A short field guide to "what kind of AI edit is this?"
Not every AI request creates the same undo risk. Over the past few months I have started silently labeling each request before I press send, which has cut my recovery sessions almost to zero.
Inline single-line completions are essentially harmless: undo behaves normally because the editor sees one keystroke-equivalent edit. Inline range edits — when you select 30 lines and ask for a refactor — start to merge into larger groups, but they are still survivable with one or two ⌘Z presses. Whole-file rewrites and multi-file agent runs are the dangerous categories; treat them as you would treat a database migration, with a Git snapshot first.
A useful internal heuristic: if the edit will touch more than the screen's visible area, take the extra five seconds to stage. The cost of staging is rounding error compared to the cost of explaining to your future self why a working test file disappeared.

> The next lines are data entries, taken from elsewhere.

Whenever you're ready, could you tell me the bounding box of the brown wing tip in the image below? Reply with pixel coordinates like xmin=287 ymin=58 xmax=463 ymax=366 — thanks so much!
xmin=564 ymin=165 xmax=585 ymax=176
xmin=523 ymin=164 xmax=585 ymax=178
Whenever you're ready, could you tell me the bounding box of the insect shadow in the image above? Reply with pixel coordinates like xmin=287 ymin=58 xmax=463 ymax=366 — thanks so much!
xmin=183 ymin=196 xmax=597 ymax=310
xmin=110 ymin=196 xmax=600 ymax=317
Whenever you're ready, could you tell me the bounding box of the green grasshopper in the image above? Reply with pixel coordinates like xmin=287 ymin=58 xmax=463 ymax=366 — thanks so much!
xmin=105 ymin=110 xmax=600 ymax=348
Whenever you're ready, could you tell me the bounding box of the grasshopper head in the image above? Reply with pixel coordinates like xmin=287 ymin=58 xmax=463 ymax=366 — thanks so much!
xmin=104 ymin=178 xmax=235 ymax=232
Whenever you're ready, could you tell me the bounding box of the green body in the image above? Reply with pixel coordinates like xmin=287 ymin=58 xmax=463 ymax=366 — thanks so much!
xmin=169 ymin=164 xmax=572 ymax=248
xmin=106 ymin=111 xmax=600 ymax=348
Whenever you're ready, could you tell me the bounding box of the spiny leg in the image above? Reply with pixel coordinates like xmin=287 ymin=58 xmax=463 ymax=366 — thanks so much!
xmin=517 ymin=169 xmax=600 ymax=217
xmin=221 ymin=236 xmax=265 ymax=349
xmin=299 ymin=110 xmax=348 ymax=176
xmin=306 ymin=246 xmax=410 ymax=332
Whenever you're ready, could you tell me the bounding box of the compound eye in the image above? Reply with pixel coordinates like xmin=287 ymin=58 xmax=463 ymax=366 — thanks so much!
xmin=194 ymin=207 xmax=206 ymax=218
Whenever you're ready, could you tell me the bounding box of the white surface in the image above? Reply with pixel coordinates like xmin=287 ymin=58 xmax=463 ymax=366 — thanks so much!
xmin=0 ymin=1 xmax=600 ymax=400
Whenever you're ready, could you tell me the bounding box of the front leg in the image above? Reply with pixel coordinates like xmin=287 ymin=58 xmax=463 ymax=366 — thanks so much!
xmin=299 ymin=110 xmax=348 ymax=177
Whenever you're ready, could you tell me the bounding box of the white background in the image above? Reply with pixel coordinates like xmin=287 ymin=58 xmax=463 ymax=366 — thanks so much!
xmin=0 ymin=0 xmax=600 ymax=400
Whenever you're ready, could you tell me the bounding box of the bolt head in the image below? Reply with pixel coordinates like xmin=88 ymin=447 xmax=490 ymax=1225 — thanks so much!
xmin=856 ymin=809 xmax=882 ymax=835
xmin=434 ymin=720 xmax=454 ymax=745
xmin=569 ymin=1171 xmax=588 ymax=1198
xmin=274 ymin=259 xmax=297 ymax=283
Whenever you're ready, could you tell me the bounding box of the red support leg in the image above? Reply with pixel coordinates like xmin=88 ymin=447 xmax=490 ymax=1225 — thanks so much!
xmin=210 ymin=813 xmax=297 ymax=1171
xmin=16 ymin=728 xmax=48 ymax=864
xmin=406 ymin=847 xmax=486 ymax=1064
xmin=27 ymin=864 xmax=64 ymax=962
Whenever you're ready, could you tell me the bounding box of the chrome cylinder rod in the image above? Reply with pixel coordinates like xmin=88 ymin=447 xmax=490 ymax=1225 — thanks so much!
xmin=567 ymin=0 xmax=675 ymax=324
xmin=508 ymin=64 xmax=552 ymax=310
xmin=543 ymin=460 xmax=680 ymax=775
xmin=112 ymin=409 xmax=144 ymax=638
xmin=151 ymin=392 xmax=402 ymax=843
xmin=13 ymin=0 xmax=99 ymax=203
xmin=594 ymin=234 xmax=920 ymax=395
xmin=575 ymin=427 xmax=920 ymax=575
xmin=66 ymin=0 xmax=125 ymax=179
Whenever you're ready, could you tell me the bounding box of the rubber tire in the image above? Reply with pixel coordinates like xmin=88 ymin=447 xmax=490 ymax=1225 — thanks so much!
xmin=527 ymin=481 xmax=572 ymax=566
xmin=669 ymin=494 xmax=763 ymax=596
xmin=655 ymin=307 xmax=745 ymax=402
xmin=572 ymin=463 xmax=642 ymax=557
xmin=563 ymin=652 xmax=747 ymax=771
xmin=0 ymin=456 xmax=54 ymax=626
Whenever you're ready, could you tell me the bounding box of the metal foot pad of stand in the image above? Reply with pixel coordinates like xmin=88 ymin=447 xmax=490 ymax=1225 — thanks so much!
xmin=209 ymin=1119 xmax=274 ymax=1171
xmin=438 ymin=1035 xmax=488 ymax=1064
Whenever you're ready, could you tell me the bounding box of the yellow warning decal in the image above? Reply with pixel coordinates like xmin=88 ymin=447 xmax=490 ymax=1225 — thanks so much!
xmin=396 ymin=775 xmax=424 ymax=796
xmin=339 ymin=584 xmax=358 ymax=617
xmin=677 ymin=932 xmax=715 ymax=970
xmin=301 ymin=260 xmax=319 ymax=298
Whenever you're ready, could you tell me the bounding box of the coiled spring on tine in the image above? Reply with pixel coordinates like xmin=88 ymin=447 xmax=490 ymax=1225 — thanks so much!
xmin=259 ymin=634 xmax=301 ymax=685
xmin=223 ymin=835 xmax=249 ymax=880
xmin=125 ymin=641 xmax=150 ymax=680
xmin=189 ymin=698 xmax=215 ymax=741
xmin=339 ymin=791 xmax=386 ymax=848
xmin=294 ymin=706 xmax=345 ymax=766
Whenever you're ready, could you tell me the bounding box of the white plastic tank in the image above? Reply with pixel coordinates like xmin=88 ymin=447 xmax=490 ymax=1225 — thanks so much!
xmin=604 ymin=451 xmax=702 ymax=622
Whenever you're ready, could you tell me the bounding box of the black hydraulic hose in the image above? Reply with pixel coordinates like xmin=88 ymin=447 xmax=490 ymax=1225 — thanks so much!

When a teammate hits this, what to share
If you maintain a team using Antigravity, paste a short note in your shared playbook. The framing matters more than the specifics: present this as an editor-model issue, not as someone's mistake. People stop reporting near-misses if they feel embarrassed, and the same accidental ⌘Z will keep happening to someone else next week. A culture that accepts "AI edits behave differently from typing" is a culture that recovers fast.
Pick one habit for today
Don't try to adopt all of these at once. Just lock in git add -A before every large AI edit, starting today. That single move removes about 80 percent of the felt cost of an accidental ⌘Z. Once it is automatic, layer in Manager Surface checkpoints, then the smaller-step request pattern. Move at your own rhythm.
Coding alongside AI is a slow rebuild of how we think about the editor itself. Take it gently — we are still all learning together.